Hacker News new | ask | show | jobs
by bkirwi 4265 days ago
In theory, Jepsen or a Jepsen-like system should be able to check any of these failure modes.

On the other hand, it sounds like Redis Cluster offers few hard guarantees; instead, it promises that failures should be rare 'in practice'. Which is a fine thing for a tool to do, of course, but it makes things less amenable to the kind of stress-testing Jepsen does -- since running inside Jepsen's little universe is about as far from normal operation as you can get. If you already know that a system can fail in a certain way, getting Jepsen to reproduce that failure tells you very little.
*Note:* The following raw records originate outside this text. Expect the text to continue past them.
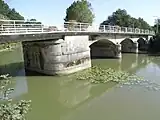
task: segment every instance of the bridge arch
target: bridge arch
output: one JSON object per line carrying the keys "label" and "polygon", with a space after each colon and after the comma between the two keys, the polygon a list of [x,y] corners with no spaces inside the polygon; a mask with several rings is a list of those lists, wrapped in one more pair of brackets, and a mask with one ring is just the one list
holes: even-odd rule
{"label": "bridge arch", "polygon": [[145,38],[140,37],[137,42],[139,51],[146,51],[148,49],[148,41]]}
{"label": "bridge arch", "polygon": [[122,41],[120,42],[120,44],[127,43],[127,42],[133,43],[134,40],[132,38],[124,38],[124,39],[122,39]]}
{"label": "bridge arch", "polygon": [[92,45],[92,44],[94,44],[94,43],[96,43],[96,42],[103,42],[103,43],[108,43],[108,42],[110,42],[110,43],[113,43],[113,44],[117,44],[116,43],[116,41],[115,40],[112,40],[112,39],[107,39],[107,38],[103,38],[103,37],[100,37],[100,38],[98,38],[98,39],[96,39],[96,40],[94,40],[94,41],[91,41],[90,42],[90,46]]}
{"label": "bridge arch", "polygon": [[123,53],[131,53],[133,52],[135,41],[131,38],[125,38],[120,42],[121,44],[121,51]]}
{"label": "bridge arch", "polygon": [[109,39],[99,39],[90,44],[91,58],[114,58],[119,54],[117,45]]}

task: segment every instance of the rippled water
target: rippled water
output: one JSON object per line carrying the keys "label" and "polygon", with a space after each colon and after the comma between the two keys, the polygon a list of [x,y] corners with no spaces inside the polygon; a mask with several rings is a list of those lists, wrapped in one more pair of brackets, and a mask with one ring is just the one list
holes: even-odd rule
{"label": "rippled water", "polygon": [[0,72],[12,74],[14,99],[32,100],[28,120],[158,120],[160,57],[123,54],[118,59],[93,59],[93,65],[128,71],[144,78],[123,85],[91,85],[27,72],[21,49],[0,53]]}

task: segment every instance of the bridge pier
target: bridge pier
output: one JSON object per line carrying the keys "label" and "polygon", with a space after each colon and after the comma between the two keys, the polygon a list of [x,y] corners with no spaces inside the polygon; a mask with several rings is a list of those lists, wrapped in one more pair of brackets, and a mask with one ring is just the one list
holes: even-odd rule
{"label": "bridge pier", "polygon": [[122,57],[122,54],[121,54],[121,44],[117,44],[116,45],[116,53],[115,53],[115,58],[121,58]]}
{"label": "bridge pier", "polygon": [[47,75],[70,74],[91,67],[89,36],[23,42],[25,68]]}
{"label": "bridge pier", "polygon": [[132,53],[138,53],[138,42],[133,43]]}

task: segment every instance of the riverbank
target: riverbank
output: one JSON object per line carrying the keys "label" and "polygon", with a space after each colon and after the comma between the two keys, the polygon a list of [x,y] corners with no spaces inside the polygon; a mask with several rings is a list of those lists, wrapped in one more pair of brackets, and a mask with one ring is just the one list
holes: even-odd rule
{"label": "riverbank", "polygon": [[0,53],[5,51],[12,51],[15,48],[18,48],[21,45],[20,42],[18,43],[4,43],[0,44]]}

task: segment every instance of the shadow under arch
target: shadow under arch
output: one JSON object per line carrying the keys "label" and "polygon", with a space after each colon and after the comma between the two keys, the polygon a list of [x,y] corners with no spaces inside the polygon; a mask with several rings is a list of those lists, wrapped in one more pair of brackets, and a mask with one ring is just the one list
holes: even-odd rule
{"label": "shadow under arch", "polygon": [[114,58],[117,54],[116,44],[108,39],[99,39],[90,46],[91,58]]}
{"label": "shadow under arch", "polygon": [[139,51],[147,51],[148,50],[148,43],[145,38],[140,37],[138,40],[138,50]]}
{"label": "shadow under arch", "polygon": [[134,42],[130,38],[125,38],[121,41],[121,52],[122,53],[132,53],[132,49],[134,47]]}

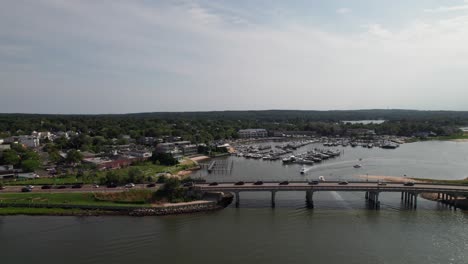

If you'd like to make this kind of testing possible, it would be useful to state as many 'positive' rules as possible, which Redis Cluster should always respect -- things like "if a majority of nodes are fully connected, they should always accept writes" and "an unpartitioned cluster should always agree on the same value" -- alongside the documentation on ways it might fail. This way, clients can be assured of the 'bare minimum' that the system supports, and tools like Jepsen can give you more useful information.

1 comments

Oh, there are definitely hard rules like that. For example a majority partition never accepts queries, and when there are no partitions at all Redis Cluster guarantees to converge on a single value for each key, and to a single view of the cluster configuration. I'll try to document better this things, but basically they arise from the simple algorithm that makes the configuration eventually consistent.
Neat; that should be very useful.

It's great to see that Redis has a official story for clustering / failover out; like you said in the post, the worst distributed systems are the ones you have to rewrite every single time. It's going to be interesting watching this evolve.